Two methods exist for getting documents into the raw folder:
**Librarian Approach**: A person or group explicitly performs operations on documents—similar to using a file explorer. This is the simplest solution for low-velocity use cases like HR policies.
**Automated Pipeline**: For high-velocity sources like frequently updated Confluence pages, an automated pipeline determines which documents have changed at the source and reflects only those changes. The process involves:
- Grabbing a list of documents from the source
- Maintaining an intermediate landing zone
- Comparing source to landing zone (using content comparison, timestamps, or source-specific APIs)
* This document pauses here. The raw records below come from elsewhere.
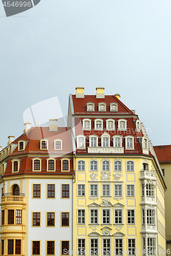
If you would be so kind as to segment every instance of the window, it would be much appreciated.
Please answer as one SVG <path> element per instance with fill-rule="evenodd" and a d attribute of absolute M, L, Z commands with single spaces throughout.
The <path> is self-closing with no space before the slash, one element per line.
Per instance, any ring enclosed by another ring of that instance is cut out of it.
<path fill-rule="evenodd" d="M 114 172 L 121 172 L 122 163 L 120 161 L 115 161 L 114 162 Z"/>
<path fill-rule="evenodd" d="M 21 254 L 21 240 L 20 239 L 15 240 L 15 254 Z"/>
<path fill-rule="evenodd" d="M 127 197 L 134 196 L 134 185 L 127 185 Z"/>
<path fill-rule="evenodd" d="M 102 185 L 102 196 L 110 196 L 110 185 Z"/>
<path fill-rule="evenodd" d="M 16 210 L 15 224 L 22 224 L 22 210 Z"/>
<path fill-rule="evenodd" d="M 8 210 L 8 224 L 14 224 L 14 210 Z"/>
<path fill-rule="evenodd" d="M 122 224 L 122 210 L 114 210 L 115 214 L 115 224 Z"/>
<path fill-rule="evenodd" d="M 14 162 L 14 172 L 18 172 L 18 161 Z"/>
<path fill-rule="evenodd" d="M 69 198 L 70 197 L 69 184 L 62 184 L 62 198 Z"/>
<path fill-rule="evenodd" d="M 48 184 L 48 198 L 55 198 L 55 184 Z"/>
<path fill-rule="evenodd" d="M 103 239 L 103 254 L 110 254 L 110 240 Z"/>
<path fill-rule="evenodd" d="M 103 161 L 102 162 L 102 170 L 110 170 L 109 161 Z"/>
<path fill-rule="evenodd" d="M 84 197 L 85 196 L 85 185 L 78 185 L 78 196 Z"/>
<path fill-rule="evenodd" d="M 91 240 L 91 255 L 98 255 L 98 240 Z"/>
<path fill-rule="evenodd" d="M 96 161 L 91 161 L 90 162 L 90 170 L 97 170 L 97 162 Z"/>
<path fill-rule="evenodd" d="M 33 184 L 33 197 L 34 198 L 40 198 L 40 184 Z"/>
<path fill-rule="evenodd" d="M 135 239 L 128 239 L 128 255 L 135 255 Z"/>
<path fill-rule="evenodd" d="M 147 238 L 147 251 L 150 252 L 149 255 L 156 255 L 156 239 Z"/>
<path fill-rule="evenodd" d="M 122 239 L 115 239 L 116 255 L 122 254 Z"/>
<path fill-rule="evenodd" d="M 4 225 L 4 210 L 2 211 L 2 221 L 1 225 Z"/>
<path fill-rule="evenodd" d="M 14 240 L 10 239 L 8 240 L 8 254 L 13 254 L 14 252 Z"/>
<path fill-rule="evenodd" d="M 146 195 L 148 197 L 154 196 L 154 186 L 151 184 L 146 184 Z"/>
<path fill-rule="evenodd" d="M 102 224 L 110 224 L 110 210 L 102 210 Z"/>
<path fill-rule="evenodd" d="M 40 255 L 40 241 L 33 241 L 32 244 L 32 254 Z"/>
<path fill-rule="evenodd" d="M 84 161 L 78 161 L 78 170 L 85 170 L 85 162 Z"/>
<path fill-rule="evenodd" d="M 126 162 L 126 171 L 134 172 L 134 163 L 132 161 Z"/>
<path fill-rule="evenodd" d="M 78 210 L 78 224 L 85 224 L 85 210 Z"/>
<path fill-rule="evenodd" d="M 33 212 L 33 226 L 40 226 L 40 212 Z"/>
<path fill-rule="evenodd" d="M 78 255 L 82 255 L 82 256 L 84 256 L 85 249 L 85 239 L 78 239 Z"/>
<path fill-rule="evenodd" d="M 91 224 L 97 224 L 97 210 L 90 210 Z"/>
<path fill-rule="evenodd" d="M 61 254 L 62 255 L 68 255 L 69 251 L 69 241 L 61 241 Z"/>
<path fill-rule="evenodd" d="M 127 225 L 135 225 L 135 212 L 134 210 L 127 210 Z"/>
<path fill-rule="evenodd" d="M 55 226 L 55 212 L 47 212 L 47 226 Z"/>
<path fill-rule="evenodd" d="M 69 226 L 69 212 L 61 212 L 62 227 Z"/>
<path fill-rule="evenodd" d="M 91 197 L 97 196 L 97 185 L 90 185 L 90 196 Z"/>
<path fill-rule="evenodd" d="M 47 255 L 54 255 L 55 242 L 54 241 L 47 241 Z"/>
<path fill-rule="evenodd" d="M 115 197 L 122 196 L 122 185 L 114 185 Z"/>
<path fill-rule="evenodd" d="M 147 224 L 155 225 L 155 211 L 154 210 L 147 210 L 146 216 Z"/>
<path fill-rule="evenodd" d="M 19 150 L 23 150 L 23 146 L 24 146 L 23 141 L 19 142 Z"/>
- Using rsync to sync only changed documents to the knowledge base
## Technology Stack Summary
- **Orchestration**: Google Cloud Composer (managed Apache Airflow)
- **Processing**: Apache Beam on Google Dataflow
- **Messaging**: Google Cloud Pub/Sub
- **Vector Database**: GCP Vector Search (interchangeable)
- **Embedding Models**: Google Gecko/Gemini (noted as platform-agnostic design)
- **Document Processing**: LangChain document loaders
- **Infrastructure as Code**: CI/CD pipelines managed by DevOps team
## Notable Observations
The presenters were candid about trade-offs. When asked about handling partial document updates (only embedding changed sections), they acknowledged they treat documents as atomic units and re-process entirely rather than attempting complex chunk preservation logic—a pragmatic engineering decision given the marginal time savings.
The solution is not open source, but the team indicated willingness to engage with interested parties about implementation details.
While the presentation focuses heavily on the infrastructure and operational aspects, it notably lacks detailed discussion of evaluation, testing of RAG quality, or metrics beyond the operational level. The feedback loop mentioned (thumbs up/down on chatbot responses) suggests iteration on chunking parameters but the systematic approach to measuring and improving RAG performance is not elaborated.